Separate expensive test in elastic-agent CI to a separate pipeline #4710

pchila · 2024-05-08T15:53:14Z

In order to have a bit more control on how many concurrent serverless/extended leak/integration tests we are running in parallel at any given time we may think of creating a separate pipeline that runs only those tests.

For example we can create a pipeline named elastic-agent-extended-testing that will create a build for a PR or a release branch commit or may be even invoked by the current elastic-agent pipeline (I am not very knowledgeable of all the buildkite features and settings) that may start from a commit (or even from already created packages) and run our longer tests.
We may set up this pipeline to only run a certain number of builds in parallel giving us one more knob we can turn to slow down the impact we have on cloud environments (especially wrt exhausting ARM VMs or other scarce resources in a zone/region).

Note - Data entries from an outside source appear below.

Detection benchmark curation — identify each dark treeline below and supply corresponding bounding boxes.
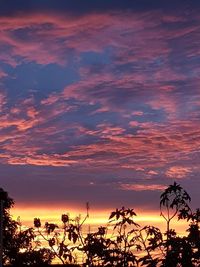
[0,182,200,267]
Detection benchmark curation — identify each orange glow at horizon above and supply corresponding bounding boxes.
[11,205,187,234]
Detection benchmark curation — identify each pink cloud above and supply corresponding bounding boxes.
[120,184,166,191]
[166,166,192,179]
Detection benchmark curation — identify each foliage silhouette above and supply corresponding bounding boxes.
[0,182,200,267]
[0,189,53,266]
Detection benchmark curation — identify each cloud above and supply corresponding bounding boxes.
[120,184,166,191]
[166,166,192,179]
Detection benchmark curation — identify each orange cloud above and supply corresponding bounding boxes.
[120,184,166,191]
[166,166,192,179]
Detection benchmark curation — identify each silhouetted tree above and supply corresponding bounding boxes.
[0,189,53,266]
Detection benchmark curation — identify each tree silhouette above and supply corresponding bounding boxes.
[0,182,200,267]
[0,189,53,266]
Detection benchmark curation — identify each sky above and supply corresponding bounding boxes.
[0,0,200,222]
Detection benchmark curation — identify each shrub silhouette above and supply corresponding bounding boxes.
[0,182,200,267]
[0,189,53,266]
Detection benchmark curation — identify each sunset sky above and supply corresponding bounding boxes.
[0,0,200,225]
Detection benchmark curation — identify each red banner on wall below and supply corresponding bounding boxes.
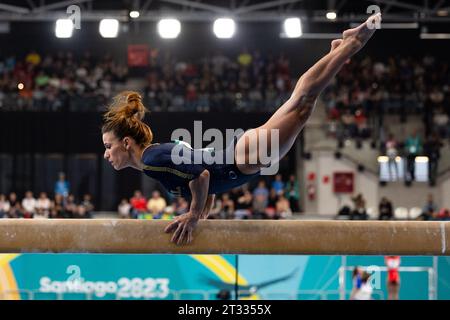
[333,172,355,193]
[128,44,150,67]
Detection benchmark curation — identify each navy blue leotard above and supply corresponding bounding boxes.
[142,139,259,199]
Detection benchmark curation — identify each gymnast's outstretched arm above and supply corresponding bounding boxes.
[200,194,216,219]
[165,170,209,245]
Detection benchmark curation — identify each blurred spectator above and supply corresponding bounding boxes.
[219,193,234,219]
[55,172,70,198]
[64,194,77,218]
[350,272,373,300]
[234,190,253,219]
[81,193,94,217]
[274,194,292,219]
[147,190,167,219]
[417,193,437,220]
[433,107,449,139]
[272,174,284,195]
[436,208,450,221]
[350,266,363,300]
[35,192,52,218]
[405,130,422,181]
[174,197,189,216]
[385,133,400,181]
[25,50,41,66]
[350,193,368,220]
[130,190,147,219]
[285,174,300,212]
[0,194,11,219]
[424,132,443,186]
[117,199,131,219]
[237,49,252,67]
[73,205,92,219]
[378,197,394,220]
[385,256,400,300]
[8,192,23,218]
[267,188,278,209]
[253,180,269,219]
[50,194,65,219]
[22,191,36,218]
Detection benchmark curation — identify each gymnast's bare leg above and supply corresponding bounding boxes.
[235,13,381,174]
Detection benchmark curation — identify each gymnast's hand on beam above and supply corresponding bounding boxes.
[164,212,199,245]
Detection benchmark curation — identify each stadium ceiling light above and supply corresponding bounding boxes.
[130,10,140,19]
[99,19,119,38]
[158,18,181,39]
[284,18,303,38]
[420,32,450,40]
[326,11,337,20]
[213,18,236,39]
[55,19,73,38]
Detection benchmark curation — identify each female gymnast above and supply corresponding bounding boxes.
[102,13,381,245]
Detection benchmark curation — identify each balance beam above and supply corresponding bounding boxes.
[0,219,450,256]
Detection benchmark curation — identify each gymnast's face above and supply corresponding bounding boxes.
[103,132,129,170]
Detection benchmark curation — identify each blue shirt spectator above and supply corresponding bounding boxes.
[55,172,70,198]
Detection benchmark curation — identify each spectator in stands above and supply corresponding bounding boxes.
[385,256,400,300]
[378,197,394,220]
[81,193,94,217]
[267,188,278,210]
[272,194,292,219]
[147,190,167,219]
[8,192,23,218]
[234,190,253,219]
[385,133,399,181]
[253,180,269,219]
[272,174,284,195]
[130,190,147,219]
[237,49,252,68]
[350,272,373,300]
[117,198,131,219]
[405,130,422,182]
[433,107,449,139]
[22,191,36,218]
[424,132,443,186]
[350,193,368,220]
[350,266,363,300]
[436,208,450,221]
[55,172,70,198]
[0,194,11,219]
[34,192,52,218]
[64,194,77,218]
[417,193,437,220]
[73,205,92,219]
[285,174,300,212]
[219,193,235,219]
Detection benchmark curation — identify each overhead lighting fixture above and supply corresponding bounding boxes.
[415,156,428,163]
[350,22,419,29]
[130,10,140,19]
[213,18,236,39]
[158,19,181,39]
[326,11,337,20]
[420,33,450,40]
[284,18,303,38]
[377,156,389,163]
[99,19,119,38]
[55,19,73,38]
[302,33,342,39]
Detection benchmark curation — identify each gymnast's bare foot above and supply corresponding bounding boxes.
[342,13,381,53]
[330,39,343,52]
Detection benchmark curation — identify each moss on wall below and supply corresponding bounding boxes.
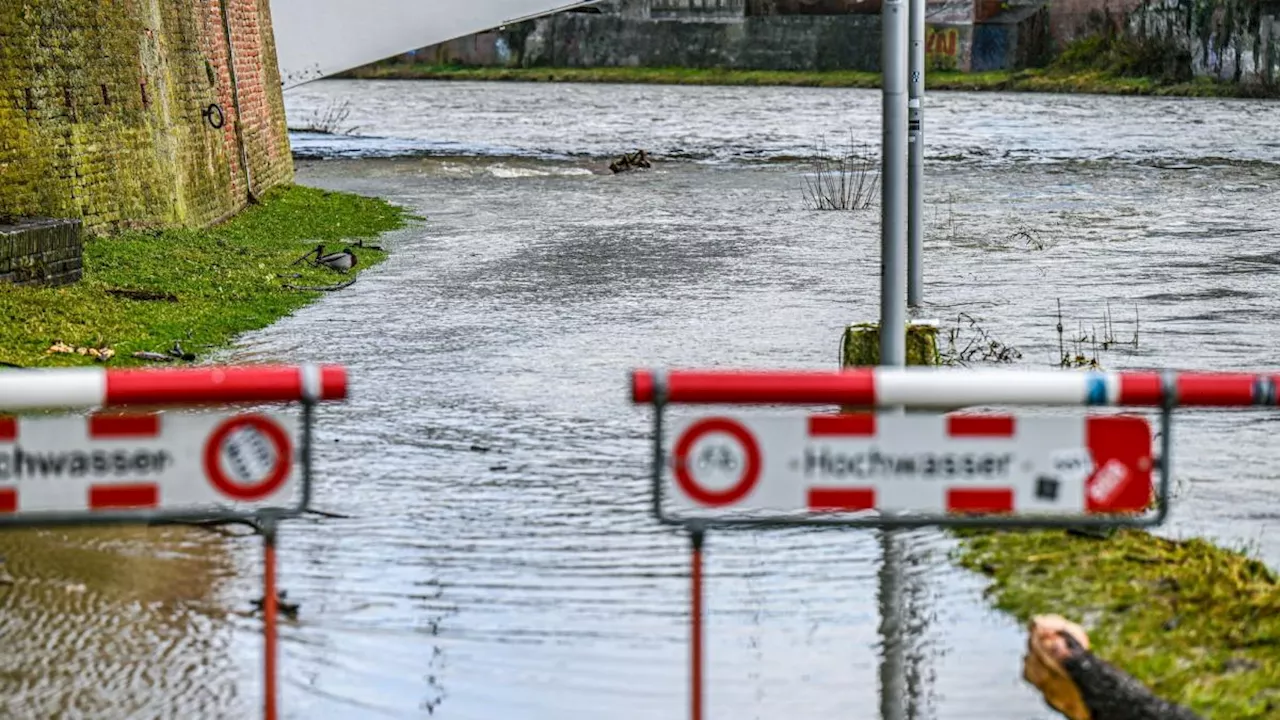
[0,0,293,233]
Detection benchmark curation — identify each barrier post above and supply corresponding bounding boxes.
[262,518,279,720]
[0,365,347,720]
[631,366,1218,720]
[689,528,705,720]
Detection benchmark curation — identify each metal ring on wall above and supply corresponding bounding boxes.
[200,102,227,129]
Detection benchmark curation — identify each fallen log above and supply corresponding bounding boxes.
[280,278,356,292]
[1023,615,1203,720]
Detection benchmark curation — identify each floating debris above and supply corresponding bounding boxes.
[292,243,353,273]
[609,150,653,174]
[133,350,177,363]
[106,287,178,302]
[250,589,301,620]
[45,341,115,363]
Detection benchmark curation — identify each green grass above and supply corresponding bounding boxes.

Edit: if we implement a separate pipeline for extended testing we will need to adjust the PR checks ( we will need an additional required check from the new build) and also our build indicator for main and release branches (the small green tick or red x next to our commits in Github)

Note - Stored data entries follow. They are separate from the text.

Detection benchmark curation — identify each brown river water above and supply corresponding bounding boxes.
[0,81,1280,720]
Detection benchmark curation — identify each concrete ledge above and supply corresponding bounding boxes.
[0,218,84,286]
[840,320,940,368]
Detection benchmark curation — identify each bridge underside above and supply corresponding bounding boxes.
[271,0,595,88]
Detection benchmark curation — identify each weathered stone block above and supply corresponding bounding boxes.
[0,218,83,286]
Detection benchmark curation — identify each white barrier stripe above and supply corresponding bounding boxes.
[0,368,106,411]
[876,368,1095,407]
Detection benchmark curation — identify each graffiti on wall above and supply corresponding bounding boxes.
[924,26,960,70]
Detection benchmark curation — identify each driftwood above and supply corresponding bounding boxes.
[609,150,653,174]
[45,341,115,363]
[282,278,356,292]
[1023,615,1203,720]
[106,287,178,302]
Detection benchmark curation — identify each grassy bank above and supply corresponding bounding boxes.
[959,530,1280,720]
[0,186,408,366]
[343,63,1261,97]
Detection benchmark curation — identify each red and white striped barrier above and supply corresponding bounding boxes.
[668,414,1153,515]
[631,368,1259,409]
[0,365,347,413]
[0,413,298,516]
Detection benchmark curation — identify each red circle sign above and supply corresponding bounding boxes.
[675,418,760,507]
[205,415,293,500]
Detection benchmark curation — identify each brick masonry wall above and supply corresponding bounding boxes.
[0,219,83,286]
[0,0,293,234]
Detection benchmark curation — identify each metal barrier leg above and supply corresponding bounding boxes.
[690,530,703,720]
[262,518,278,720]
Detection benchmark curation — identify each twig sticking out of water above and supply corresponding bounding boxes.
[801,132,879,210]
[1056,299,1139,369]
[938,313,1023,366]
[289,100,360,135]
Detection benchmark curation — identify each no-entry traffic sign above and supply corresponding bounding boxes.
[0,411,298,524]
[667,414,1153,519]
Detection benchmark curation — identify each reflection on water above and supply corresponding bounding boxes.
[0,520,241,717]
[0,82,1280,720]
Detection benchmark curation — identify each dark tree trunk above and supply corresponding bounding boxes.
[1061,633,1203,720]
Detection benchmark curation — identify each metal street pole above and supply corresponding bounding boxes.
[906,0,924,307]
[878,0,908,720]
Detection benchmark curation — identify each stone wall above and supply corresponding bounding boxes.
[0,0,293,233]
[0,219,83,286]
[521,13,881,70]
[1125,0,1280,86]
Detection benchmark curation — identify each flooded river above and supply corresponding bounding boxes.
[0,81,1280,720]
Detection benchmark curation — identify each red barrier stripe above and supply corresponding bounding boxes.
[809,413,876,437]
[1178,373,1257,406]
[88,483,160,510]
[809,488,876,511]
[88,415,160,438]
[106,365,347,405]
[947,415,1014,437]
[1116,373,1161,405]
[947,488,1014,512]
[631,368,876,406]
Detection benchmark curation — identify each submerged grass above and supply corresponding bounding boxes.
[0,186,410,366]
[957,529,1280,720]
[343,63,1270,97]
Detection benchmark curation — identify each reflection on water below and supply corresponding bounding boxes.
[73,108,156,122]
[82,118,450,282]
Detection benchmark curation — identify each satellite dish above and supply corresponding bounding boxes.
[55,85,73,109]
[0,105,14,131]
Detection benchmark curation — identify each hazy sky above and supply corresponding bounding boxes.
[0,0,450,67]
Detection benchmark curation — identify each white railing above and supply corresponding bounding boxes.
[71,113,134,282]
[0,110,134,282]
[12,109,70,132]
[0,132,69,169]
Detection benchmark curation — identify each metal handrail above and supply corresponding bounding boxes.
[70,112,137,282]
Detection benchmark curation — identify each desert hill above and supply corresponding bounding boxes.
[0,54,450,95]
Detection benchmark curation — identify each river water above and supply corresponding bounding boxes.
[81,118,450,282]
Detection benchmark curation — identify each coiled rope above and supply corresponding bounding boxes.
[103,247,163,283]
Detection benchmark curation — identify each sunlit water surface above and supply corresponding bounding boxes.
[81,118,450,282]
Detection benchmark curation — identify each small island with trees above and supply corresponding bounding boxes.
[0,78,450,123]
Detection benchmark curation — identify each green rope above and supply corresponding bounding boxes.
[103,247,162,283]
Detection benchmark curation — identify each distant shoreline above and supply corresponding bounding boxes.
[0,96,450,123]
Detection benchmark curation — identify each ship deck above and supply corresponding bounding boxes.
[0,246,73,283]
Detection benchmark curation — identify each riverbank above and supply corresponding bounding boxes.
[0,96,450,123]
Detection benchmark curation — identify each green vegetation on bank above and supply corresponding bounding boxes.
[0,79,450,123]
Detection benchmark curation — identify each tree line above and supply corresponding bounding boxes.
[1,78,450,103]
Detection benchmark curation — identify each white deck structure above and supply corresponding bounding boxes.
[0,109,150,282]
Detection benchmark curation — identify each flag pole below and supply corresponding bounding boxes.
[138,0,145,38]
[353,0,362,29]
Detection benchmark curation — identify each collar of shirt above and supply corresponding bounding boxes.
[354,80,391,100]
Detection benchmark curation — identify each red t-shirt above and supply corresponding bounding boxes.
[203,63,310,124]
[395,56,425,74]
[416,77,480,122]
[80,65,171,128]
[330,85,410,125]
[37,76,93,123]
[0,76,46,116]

The text was updated successfully, but these errors were encountered:

elasticmachine · 2024-05-08T15:53:15Z

Pinging @elastic/elastic-agent-control-plane (Team:Elastic-Agent-Control-Plane)

elasticmachine · 2024-05-08T15:53:16Z

Pinging @elastic/elastic-agent (Team:Elastic-Agent)

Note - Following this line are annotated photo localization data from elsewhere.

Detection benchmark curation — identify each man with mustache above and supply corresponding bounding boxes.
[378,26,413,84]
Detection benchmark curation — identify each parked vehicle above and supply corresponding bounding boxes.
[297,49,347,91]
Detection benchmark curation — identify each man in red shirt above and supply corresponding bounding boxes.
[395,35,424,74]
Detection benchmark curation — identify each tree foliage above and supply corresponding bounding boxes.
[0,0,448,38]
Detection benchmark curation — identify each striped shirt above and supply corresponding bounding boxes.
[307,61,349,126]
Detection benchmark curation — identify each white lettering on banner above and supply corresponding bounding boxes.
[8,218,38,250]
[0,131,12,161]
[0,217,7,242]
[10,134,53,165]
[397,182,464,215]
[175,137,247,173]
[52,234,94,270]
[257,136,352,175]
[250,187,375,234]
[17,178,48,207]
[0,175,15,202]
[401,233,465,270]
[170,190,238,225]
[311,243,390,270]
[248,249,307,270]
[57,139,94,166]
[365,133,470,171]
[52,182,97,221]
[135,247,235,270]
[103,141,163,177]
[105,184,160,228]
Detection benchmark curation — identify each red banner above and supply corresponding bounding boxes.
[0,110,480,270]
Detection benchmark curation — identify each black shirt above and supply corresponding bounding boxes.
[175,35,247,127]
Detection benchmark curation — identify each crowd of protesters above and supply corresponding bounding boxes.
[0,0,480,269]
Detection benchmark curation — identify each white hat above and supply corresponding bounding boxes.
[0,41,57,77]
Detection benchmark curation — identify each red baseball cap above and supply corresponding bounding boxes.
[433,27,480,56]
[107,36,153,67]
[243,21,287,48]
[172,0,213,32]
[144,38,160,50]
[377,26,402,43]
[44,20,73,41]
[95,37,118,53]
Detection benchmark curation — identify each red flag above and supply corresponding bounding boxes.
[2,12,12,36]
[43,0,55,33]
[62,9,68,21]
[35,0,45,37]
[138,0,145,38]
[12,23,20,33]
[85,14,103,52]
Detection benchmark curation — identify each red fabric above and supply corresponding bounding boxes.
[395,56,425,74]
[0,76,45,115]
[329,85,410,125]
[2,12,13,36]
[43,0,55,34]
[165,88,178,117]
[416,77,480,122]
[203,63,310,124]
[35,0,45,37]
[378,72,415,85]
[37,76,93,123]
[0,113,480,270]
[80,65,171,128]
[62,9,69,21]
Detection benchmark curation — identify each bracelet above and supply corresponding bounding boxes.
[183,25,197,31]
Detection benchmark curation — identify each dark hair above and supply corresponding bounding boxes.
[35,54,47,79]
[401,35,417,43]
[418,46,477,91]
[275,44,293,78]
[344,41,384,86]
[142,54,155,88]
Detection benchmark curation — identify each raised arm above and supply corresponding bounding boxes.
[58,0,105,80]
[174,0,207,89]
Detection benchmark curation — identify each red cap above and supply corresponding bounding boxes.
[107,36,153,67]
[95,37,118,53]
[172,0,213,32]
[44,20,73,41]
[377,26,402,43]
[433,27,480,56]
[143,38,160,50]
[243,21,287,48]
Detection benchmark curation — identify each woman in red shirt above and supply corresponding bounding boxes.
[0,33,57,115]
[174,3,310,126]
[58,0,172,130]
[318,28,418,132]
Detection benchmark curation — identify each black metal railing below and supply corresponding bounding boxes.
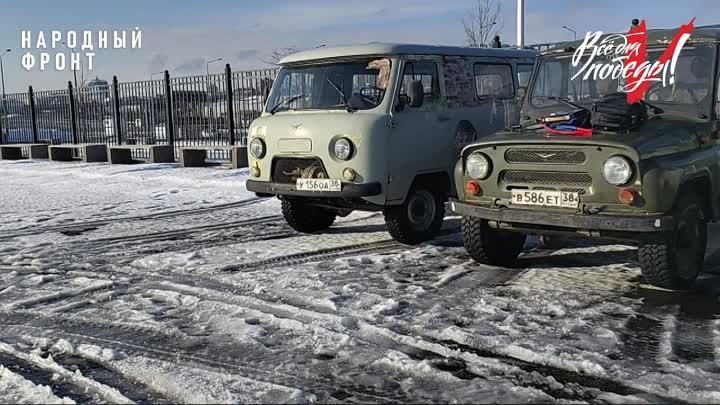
[0,65,277,159]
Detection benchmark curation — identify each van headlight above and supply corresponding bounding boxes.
[333,138,353,160]
[602,156,633,186]
[465,153,491,180]
[250,138,265,159]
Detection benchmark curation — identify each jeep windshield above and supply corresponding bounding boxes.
[530,47,715,114]
[266,58,390,114]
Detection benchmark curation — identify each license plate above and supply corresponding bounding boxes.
[512,190,580,208]
[295,179,342,191]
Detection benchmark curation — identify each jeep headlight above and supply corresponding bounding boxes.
[333,138,353,160]
[250,138,265,159]
[465,153,491,180]
[603,156,633,186]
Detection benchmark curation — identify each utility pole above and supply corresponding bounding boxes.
[517,0,525,48]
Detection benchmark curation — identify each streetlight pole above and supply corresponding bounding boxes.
[517,0,525,49]
[150,70,165,137]
[61,41,77,89]
[205,58,222,136]
[0,48,12,143]
[0,48,12,114]
[563,25,577,41]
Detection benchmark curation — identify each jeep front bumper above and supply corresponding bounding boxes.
[245,180,382,198]
[448,200,675,235]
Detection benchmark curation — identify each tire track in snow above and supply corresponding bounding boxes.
[0,342,132,404]
[0,313,417,403]
[115,283,683,403]
[220,239,407,273]
[53,353,176,404]
[670,307,718,366]
[0,353,97,404]
[0,198,264,241]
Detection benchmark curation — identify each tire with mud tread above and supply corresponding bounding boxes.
[384,186,447,245]
[461,216,526,266]
[280,197,337,233]
[638,193,707,290]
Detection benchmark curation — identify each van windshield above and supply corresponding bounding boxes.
[530,47,714,110]
[267,58,390,113]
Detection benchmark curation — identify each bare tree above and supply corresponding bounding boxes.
[462,0,505,48]
[262,45,300,65]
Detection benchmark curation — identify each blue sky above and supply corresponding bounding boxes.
[0,0,720,92]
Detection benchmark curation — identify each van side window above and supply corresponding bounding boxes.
[517,63,533,87]
[474,63,515,99]
[400,61,440,104]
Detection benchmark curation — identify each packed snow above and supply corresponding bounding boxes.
[0,161,720,404]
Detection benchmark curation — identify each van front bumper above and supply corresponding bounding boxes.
[448,200,675,235]
[245,180,382,198]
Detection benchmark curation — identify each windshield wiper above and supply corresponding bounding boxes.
[325,77,354,112]
[269,94,309,115]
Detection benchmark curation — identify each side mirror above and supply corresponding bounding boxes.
[515,87,527,101]
[408,80,425,108]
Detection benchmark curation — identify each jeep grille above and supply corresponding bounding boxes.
[500,170,592,189]
[272,158,328,183]
[505,149,585,165]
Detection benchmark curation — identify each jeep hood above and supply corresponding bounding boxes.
[463,114,710,159]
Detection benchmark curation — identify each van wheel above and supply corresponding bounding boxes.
[638,194,707,290]
[384,186,445,245]
[280,197,337,233]
[461,216,526,266]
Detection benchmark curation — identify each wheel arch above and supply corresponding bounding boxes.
[672,170,720,222]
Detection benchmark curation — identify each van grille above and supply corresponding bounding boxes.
[272,158,328,183]
[505,149,585,165]
[500,170,592,188]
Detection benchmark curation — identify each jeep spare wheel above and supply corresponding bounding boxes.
[462,215,526,266]
[638,194,707,290]
[385,186,445,245]
[280,197,337,233]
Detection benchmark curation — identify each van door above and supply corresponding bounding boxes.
[473,62,520,137]
[387,57,455,203]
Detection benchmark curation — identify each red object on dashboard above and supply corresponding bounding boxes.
[543,125,592,138]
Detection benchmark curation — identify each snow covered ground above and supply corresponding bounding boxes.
[0,161,720,403]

pchila · 2024-05-08T15:53:29Z

cc @ycombinator @rdner

ycombinator · 2024-05-08T16:07:57Z

@pchila @blakerouse is there some easy way already to invoke these tests separately, e.g. a mage command with an environment variable? Or do we need to build out some additional functionality in the integration testing framework first to make this separation happen?

I imagine once we have an easy way to invoke these tests separately, it's a matter of editing the buildkite pipeline definition to run both test jobs.

pchila · 2024-05-08T16:26:49Z

@ycombinator

@pchila @blakerouse is there some easy way already to invoke these tests separately, e.g. a mage command with an environment variable? Or do we need to build out some additional functionality in the integration testing framework first to make this separation happen?

I imagine once we have an easy way to invoke these tests separately, it's a matter of editing the buildkite pipeline definition to run both test jobs.

We already have mage targets that run the tests... they expect the necessary packages to be present though so we can (either/or):

make the new pipeline package elastic-agents in all necessary formats starting from the source code (very similar to what we are doing today)
make the new pipeline download already built packages from another pipeline/some URL specific for the commit we are testing (this is interesting as it opens up possibilities of running tests not just for PRs or main)

I believe that option 1. is easier and quicker... and we can always make it evolve toward 2. later if we see value in it

rdner · 2024-05-10T15:11:37Z

I talked to @pazone and he acknowledged that it's possible to do and asked to assign this ticket to him.

blakerouse · 2024-05-10T15:18:06Z

The integration testing framework already supports the execution of specific groups https://github.com/elastic/elastic-agent/blob/main/docs/test-framework-dev-guide.md#selecting-specific-group

That could be used to only execute a set of groups for different types. That might be too granular as it would require the selection of groups and any time that a new group is added it would require adjusting the job.

Adding something like define.Require({Extended: true}) might be more desirable. That would allow the selection of extended testing versus non-extended testing.

pazone · 2024-05-10T15:18:27Z

We can also avoid running ITs on each PR commit. For example, we setup a special PR comment that will trigger the separate extended testing pipeline.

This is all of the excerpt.